One thought led to another. The Balian might be right. Yattlie was still young, he reasoned. Why deprive her of her youth? Was he not to blame? Did he not think that this might happen at one time? Running through her veins still flowed the emotions, the spirited blood of a woman of passion. Yes, that was it. She was still young. Yattlie had always been a compassionate person. She was in her mid-thirties and she still had strong desires. He wanted her to be happy and then he asked himself what did it matter if she did take a lover. It might be risky but it depended upon her: could she separate the emotional part of such a relationship from the physical act. If the two of them, Yattlie and her lover, could handle it, it might work out. The idea was a bit distasteful to his thinking but he had to think of Yattlie.
The next time he and Yattlie sat at dinner together, he suggested to her, ever so casually, that she should find a lover. She laughed, said it was silly of him even to mention it, and Theo felt relieved. He was only testing himself. Try as he did he could not bear the thought of Yattlie taking someone else to bed,
But the thought began to linger in Yattlie’s mind. Theo planted it there. If he didn’t mind her taking a lover, why not? After all, she was Asian and her concept of love was not the same as they harbored in Europe and America. All Asian men, married men included, have lovers. Asian women were no different. A few weeks later she mentioned to Theo that a young German she met in town had taken an interest her. A few days later she went to dinner with him. She then invited him to the house
“You can have a boyfriend, a lover,” Theo said when she told him she had found someone, “but please don’t ever leave me alone.”

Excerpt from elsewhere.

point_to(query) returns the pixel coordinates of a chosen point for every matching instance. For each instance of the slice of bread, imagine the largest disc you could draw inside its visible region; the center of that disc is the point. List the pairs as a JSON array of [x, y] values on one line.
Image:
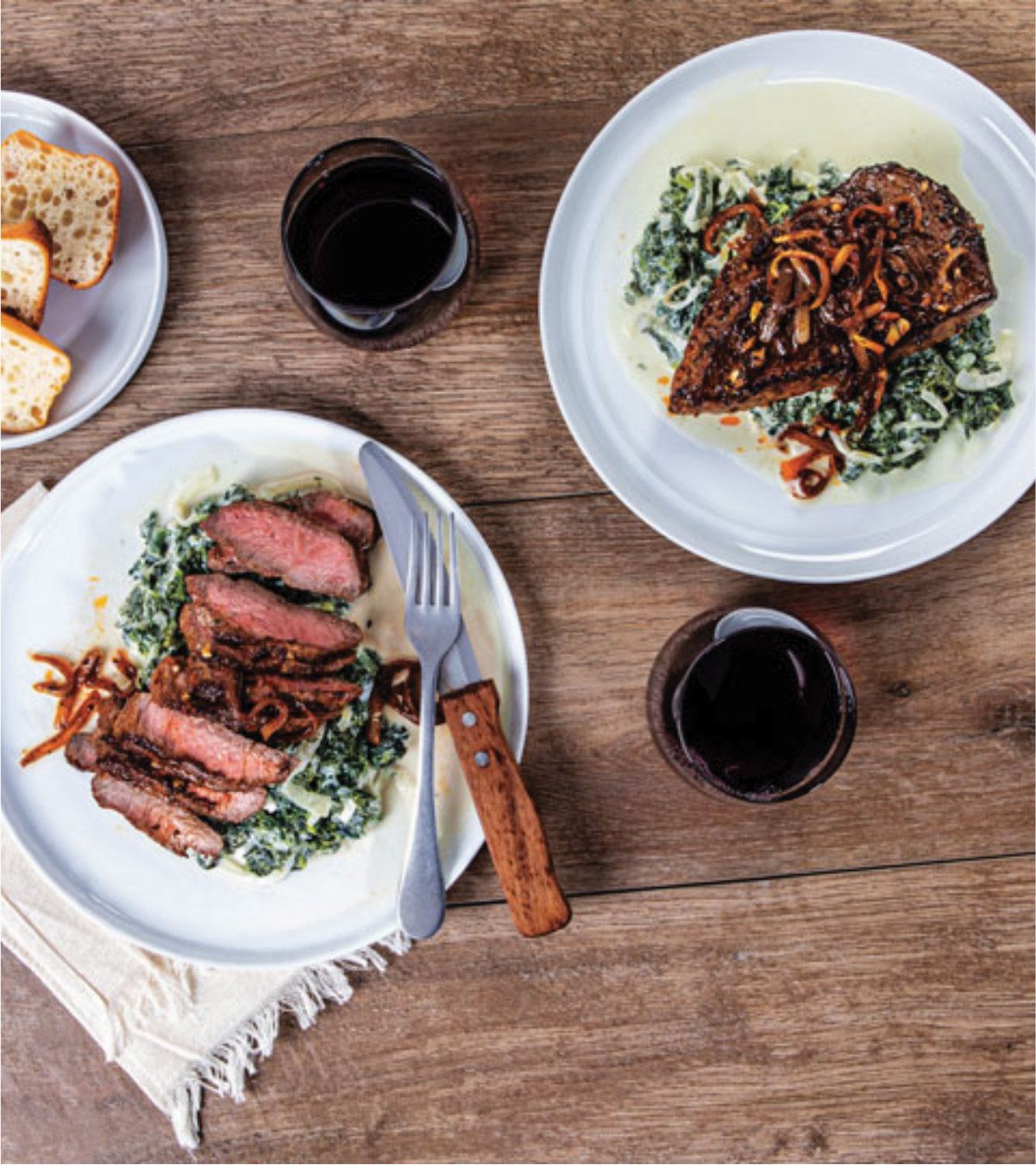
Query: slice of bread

What had once seemed like a magnanimous idea on Theo’s part now turned to sadness and remorse. The very thought of Yattlie sleeping with another cast a pall, a kind of dark cloud, over him. That Yattlie had actually accepted to take a lover cut deep into his psyche. But now it was too late, The German became her lover. The next man was a young English man and I heard she moved him into the house. How Theo felt, I’m afraid we shall never know.
Among Theo’s papers and letters that I found after his death was a note, hand written that he had scribbled to Yattlie. It read: “Please come to me and hold me for a while before you go to sleep.” I could only imagine the torment and pain that he suffered. Was his past catching up with him?